Pranay Gupte and NagarajanPranay Gupte and Nagarajan

“Quite a few of my friends are recalling a prediction made earlier this year by my Chennai-based astrologer Guruji D Nagarajan, that Hillary Rodham Clinton would defeat Donald John Trump in the November 8 elections for the 45th President of the United States,” said our Dubai-based friend, writer Pranay Gupte, sportingly.

“I say to my friends that Guruji also predicted two other things:

(1) That I would be deeply delighted about the election outcome; and

(2) That I would meet a lovely, smart, sassy, wealthy and single woman in Dubai and become romantically involved,” he adds, tongue firmly in cheek.

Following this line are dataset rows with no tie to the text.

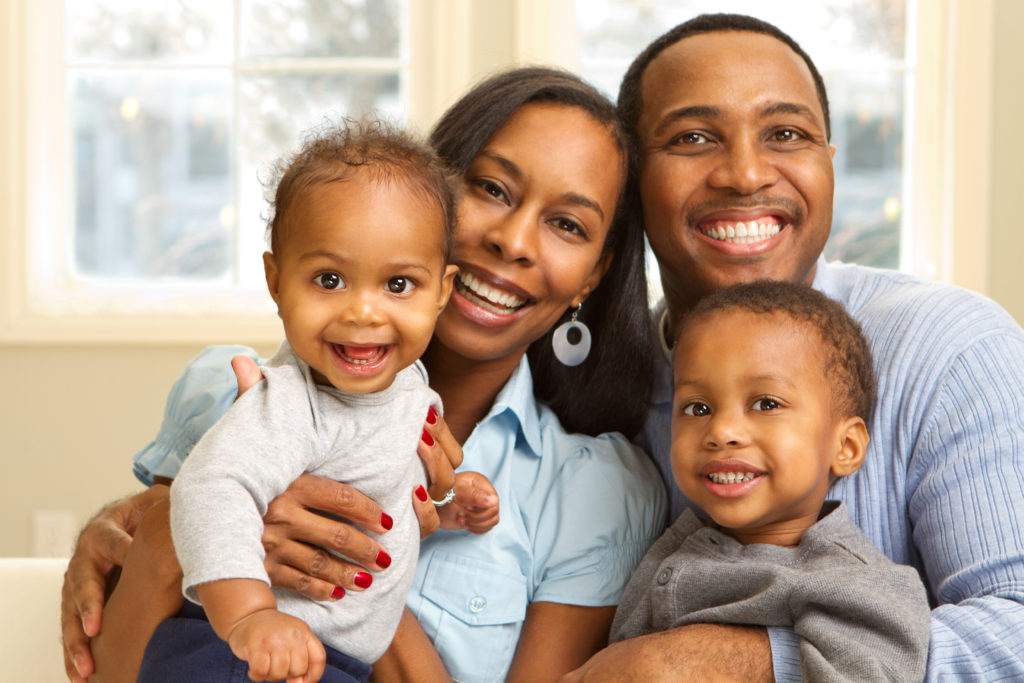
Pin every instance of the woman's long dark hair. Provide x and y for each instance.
(610, 390)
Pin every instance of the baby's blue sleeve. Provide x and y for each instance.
(201, 395)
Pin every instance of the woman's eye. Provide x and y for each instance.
(569, 225)
(330, 281)
(492, 188)
(765, 404)
(399, 285)
(696, 409)
(690, 138)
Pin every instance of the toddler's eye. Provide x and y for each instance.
(696, 409)
(765, 404)
(329, 281)
(398, 285)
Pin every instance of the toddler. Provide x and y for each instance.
(773, 389)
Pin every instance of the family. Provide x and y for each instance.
(787, 469)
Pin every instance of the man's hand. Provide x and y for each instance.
(474, 507)
(696, 652)
(99, 551)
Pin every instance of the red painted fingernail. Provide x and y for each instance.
(383, 560)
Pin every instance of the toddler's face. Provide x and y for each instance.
(755, 434)
(359, 279)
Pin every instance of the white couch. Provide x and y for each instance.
(30, 620)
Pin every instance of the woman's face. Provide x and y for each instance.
(537, 207)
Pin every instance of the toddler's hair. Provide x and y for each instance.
(335, 151)
(848, 357)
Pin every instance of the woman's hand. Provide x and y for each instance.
(474, 507)
(99, 551)
(440, 454)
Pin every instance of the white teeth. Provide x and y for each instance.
(731, 477)
(500, 301)
(742, 232)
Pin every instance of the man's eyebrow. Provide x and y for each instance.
(694, 112)
(787, 108)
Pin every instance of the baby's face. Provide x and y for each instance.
(754, 430)
(359, 279)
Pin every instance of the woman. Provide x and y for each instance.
(541, 232)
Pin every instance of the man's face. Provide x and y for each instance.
(736, 175)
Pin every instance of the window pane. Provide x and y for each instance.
(152, 159)
(170, 31)
(321, 29)
(859, 48)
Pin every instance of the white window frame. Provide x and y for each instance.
(453, 43)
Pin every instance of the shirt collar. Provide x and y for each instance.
(516, 398)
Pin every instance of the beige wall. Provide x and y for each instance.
(1006, 261)
(71, 416)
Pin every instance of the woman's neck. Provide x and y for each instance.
(467, 387)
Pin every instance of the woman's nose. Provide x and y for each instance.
(514, 237)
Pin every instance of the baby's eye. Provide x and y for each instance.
(399, 285)
(330, 281)
(696, 409)
(765, 403)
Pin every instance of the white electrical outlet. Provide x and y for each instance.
(52, 532)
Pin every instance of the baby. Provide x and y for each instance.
(358, 268)
(773, 389)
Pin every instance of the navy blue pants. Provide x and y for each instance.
(185, 648)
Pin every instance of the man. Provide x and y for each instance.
(732, 123)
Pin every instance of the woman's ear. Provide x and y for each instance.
(594, 280)
(272, 276)
(853, 440)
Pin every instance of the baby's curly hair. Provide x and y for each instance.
(335, 151)
(848, 357)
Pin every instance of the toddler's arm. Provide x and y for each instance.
(244, 612)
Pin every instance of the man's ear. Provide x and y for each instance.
(852, 446)
(272, 278)
(448, 282)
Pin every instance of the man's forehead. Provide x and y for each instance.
(700, 69)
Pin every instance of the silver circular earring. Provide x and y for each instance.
(570, 341)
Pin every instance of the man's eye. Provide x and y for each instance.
(690, 138)
(786, 135)
(399, 285)
(329, 281)
(696, 410)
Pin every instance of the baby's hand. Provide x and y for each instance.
(474, 507)
(278, 646)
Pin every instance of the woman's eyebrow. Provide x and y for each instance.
(584, 201)
(505, 163)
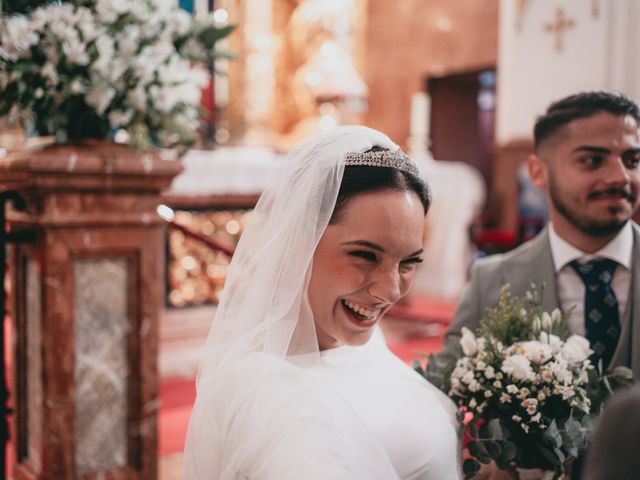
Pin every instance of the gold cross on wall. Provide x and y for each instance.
(558, 27)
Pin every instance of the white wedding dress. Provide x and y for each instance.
(413, 420)
(359, 414)
(270, 405)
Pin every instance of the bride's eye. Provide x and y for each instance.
(364, 254)
(410, 263)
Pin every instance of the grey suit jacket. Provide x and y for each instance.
(611, 454)
(532, 262)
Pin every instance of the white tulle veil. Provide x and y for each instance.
(264, 313)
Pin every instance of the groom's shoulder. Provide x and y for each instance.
(523, 254)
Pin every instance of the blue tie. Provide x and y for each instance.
(601, 314)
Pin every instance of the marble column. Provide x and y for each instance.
(87, 295)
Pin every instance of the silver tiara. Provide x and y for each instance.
(383, 158)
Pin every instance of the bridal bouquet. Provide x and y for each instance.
(527, 388)
(83, 69)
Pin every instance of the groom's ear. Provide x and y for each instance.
(538, 171)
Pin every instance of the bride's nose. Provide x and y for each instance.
(385, 285)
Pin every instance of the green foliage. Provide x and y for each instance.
(504, 426)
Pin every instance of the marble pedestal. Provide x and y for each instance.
(86, 298)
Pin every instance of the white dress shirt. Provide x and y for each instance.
(571, 289)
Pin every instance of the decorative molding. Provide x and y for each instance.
(558, 27)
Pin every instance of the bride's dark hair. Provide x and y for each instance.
(361, 179)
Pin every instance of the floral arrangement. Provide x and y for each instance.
(527, 388)
(87, 69)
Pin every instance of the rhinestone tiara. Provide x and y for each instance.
(383, 158)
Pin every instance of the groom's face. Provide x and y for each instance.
(590, 170)
(364, 263)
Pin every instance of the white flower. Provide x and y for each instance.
(76, 53)
(531, 405)
(138, 98)
(576, 349)
(552, 340)
(468, 342)
(99, 97)
(109, 10)
(518, 367)
(77, 87)
(129, 41)
(50, 74)
(474, 385)
(468, 377)
(16, 38)
(536, 352)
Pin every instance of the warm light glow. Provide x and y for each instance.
(233, 227)
(221, 15)
(165, 212)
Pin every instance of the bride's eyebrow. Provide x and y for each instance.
(365, 243)
(375, 246)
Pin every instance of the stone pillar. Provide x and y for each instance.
(87, 295)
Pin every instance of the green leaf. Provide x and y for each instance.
(494, 449)
(509, 451)
(495, 429)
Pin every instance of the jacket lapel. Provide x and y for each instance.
(533, 264)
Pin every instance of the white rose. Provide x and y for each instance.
(536, 352)
(76, 53)
(518, 367)
(468, 342)
(489, 372)
(50, 74)
(552, 340)
(576, 349)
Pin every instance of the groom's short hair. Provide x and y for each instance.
(581, 105)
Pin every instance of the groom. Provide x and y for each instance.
(587, 160)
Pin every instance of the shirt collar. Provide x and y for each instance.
(620, 249)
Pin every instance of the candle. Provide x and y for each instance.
(420, 111)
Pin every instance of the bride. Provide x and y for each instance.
(296, 381)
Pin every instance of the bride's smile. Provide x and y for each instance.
(364, 263)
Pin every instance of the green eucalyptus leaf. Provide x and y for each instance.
(495, 429)
(470, 467)
(493, 448)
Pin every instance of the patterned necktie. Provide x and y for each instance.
(601, 314)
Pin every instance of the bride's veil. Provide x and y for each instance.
(264, 307)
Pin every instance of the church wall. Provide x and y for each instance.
(596, 48)
(409, 40)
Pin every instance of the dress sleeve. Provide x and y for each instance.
(269, 420)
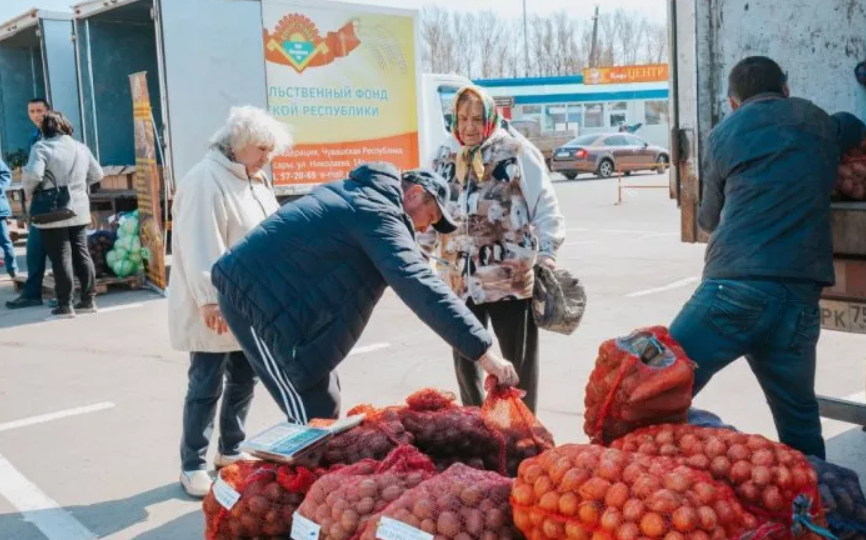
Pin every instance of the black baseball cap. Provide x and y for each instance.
(435, 185)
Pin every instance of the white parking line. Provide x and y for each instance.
(112, 309)
(369, 348)
(668, 287)
(38, 508)
(41, 419)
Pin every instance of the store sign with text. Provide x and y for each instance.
(626, 74)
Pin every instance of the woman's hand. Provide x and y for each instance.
(500, 368)
(210, 313)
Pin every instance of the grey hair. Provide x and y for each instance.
(248, 125)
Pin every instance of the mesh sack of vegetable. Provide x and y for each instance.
(461, 504)
(342, 502)
(558, 300)
(639, 380)
(380, 433)
(452, 434)
(525, 437)
(851, 178)
(255, 498)
(770, 479)
(582, 492)
(842, 499)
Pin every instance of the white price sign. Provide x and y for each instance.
(304, 529)
(225, 494)
(390, 529)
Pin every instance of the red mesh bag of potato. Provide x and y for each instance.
(461, 504)
(851, 179)
(452, 434)
(639, 380)
(525, 437)
(379, 434)
(583, 492)
(255, 499)
(342, 502)
(770, 479)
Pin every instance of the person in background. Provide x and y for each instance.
(300, 289)
(217, 203)
(508, 220)
(72, 165)
(769, 170)
(31, 293)
(5, 213)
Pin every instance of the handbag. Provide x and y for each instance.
(50, 205)
(558, 300)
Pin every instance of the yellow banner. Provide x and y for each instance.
(147, 183)
(345, 79)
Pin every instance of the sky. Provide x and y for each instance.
(653, 9)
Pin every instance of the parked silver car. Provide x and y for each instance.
(605, 153)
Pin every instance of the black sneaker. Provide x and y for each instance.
(86, 307)
(22, 302)
(63, 312)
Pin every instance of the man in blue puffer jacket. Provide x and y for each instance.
(299, 290)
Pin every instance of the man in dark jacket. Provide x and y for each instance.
(31, 293)
(299, 290)
(768, 173)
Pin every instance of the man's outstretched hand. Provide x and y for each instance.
(500, 368)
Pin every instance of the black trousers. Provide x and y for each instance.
(66, 247)
(518, 338)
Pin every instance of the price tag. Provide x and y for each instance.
(225, 494)
(304, 529)
(391, 529)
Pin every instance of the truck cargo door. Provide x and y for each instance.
(212, 58)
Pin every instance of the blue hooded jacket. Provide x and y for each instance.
(769, 170)
(307, 279)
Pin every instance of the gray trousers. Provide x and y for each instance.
(517, 334)
(206, 374)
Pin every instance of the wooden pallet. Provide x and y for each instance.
(103, 284)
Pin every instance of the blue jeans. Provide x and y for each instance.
(206, 372)
(8, 248)
(776, 326)
(35, 264)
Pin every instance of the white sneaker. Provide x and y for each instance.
(221, 461)
(196, 483)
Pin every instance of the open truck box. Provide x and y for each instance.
(201, 57)
(37, 59)
(818, 43)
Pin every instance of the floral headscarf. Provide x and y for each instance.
(471, 155)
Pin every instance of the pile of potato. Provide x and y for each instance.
(585, 492)
(851, 180)
(270, 495)
(639, 380)
(460, 504)
(451, 434)
(343, 501)
(381, 432)
(766, 476)
(525, 437)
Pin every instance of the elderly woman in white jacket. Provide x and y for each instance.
(58, 160)
(217, 203)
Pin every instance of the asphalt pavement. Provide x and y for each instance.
(90, 408)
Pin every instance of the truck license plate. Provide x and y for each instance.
(843, 316)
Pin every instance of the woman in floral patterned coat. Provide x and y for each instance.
(508, 221)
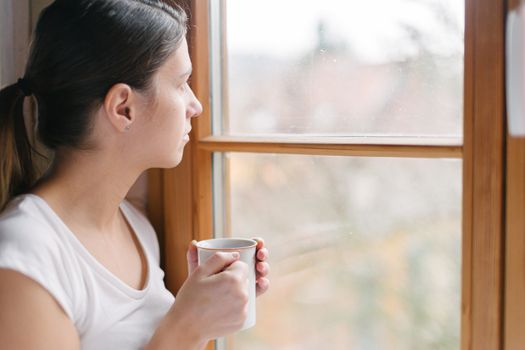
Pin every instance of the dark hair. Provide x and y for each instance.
(81, 49)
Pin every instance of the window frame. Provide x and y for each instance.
(184, 194)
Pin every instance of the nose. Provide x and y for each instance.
(194, 107)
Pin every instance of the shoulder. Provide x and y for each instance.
(24, 223)
(30, 244)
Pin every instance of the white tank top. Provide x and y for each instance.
(107, 313)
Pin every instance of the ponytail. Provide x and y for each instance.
(17, 171)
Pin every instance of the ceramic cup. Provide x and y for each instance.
(246, 249)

“So, to those who look at stars and their interpreters for guidance, let me say that not one of Guruji's predictions has materialised. The election is over and I’m deeply depressed that Trump won. And the prediction about meeting the lovely woman? I'm going to have to wait and see. Surely, Guruji can't strike out three out of three!” he says. Stars crossed!

Artsy event
Her artsy, paint- and turpentine-filled ground-floor studio at Golf links, where we often dropped by for tea when we lived in Delhi, used to attract some of the Capital’s most celebrated art mavens, including Congress president Sonia Gandhi, with whom she had studied art conservation. And so next week, when well-known writer and conservator Rupika Chawla delivers an illustrated lecture on Ravi Varma’s visual storytelling at Pundole’s new salesroom at Hamilton House as a precursor to their Fine Art Sale, it’s sure to be well attended.

Rupika Chawla
Rupika Chawla

Chawla, wife of one of India’s seniormost bureaucrats Navin Chawla, has authored many critically-acclaimed books on the artist. In fact, for the launch of her scholarly tome ‘Raja Ravi Varma: Painter Of Colonial India’ a few years ago at a prominent hotel in Mumbai, Chawla had requested us to read a few passages — and here’s the clincher — dress up like one of his subjects, a particularly challenging assignment, we thought. Mercifully, this time her request is far more doable. “Please come if you aren’t too busy,” she wrote. We will, dressed up like ourselves.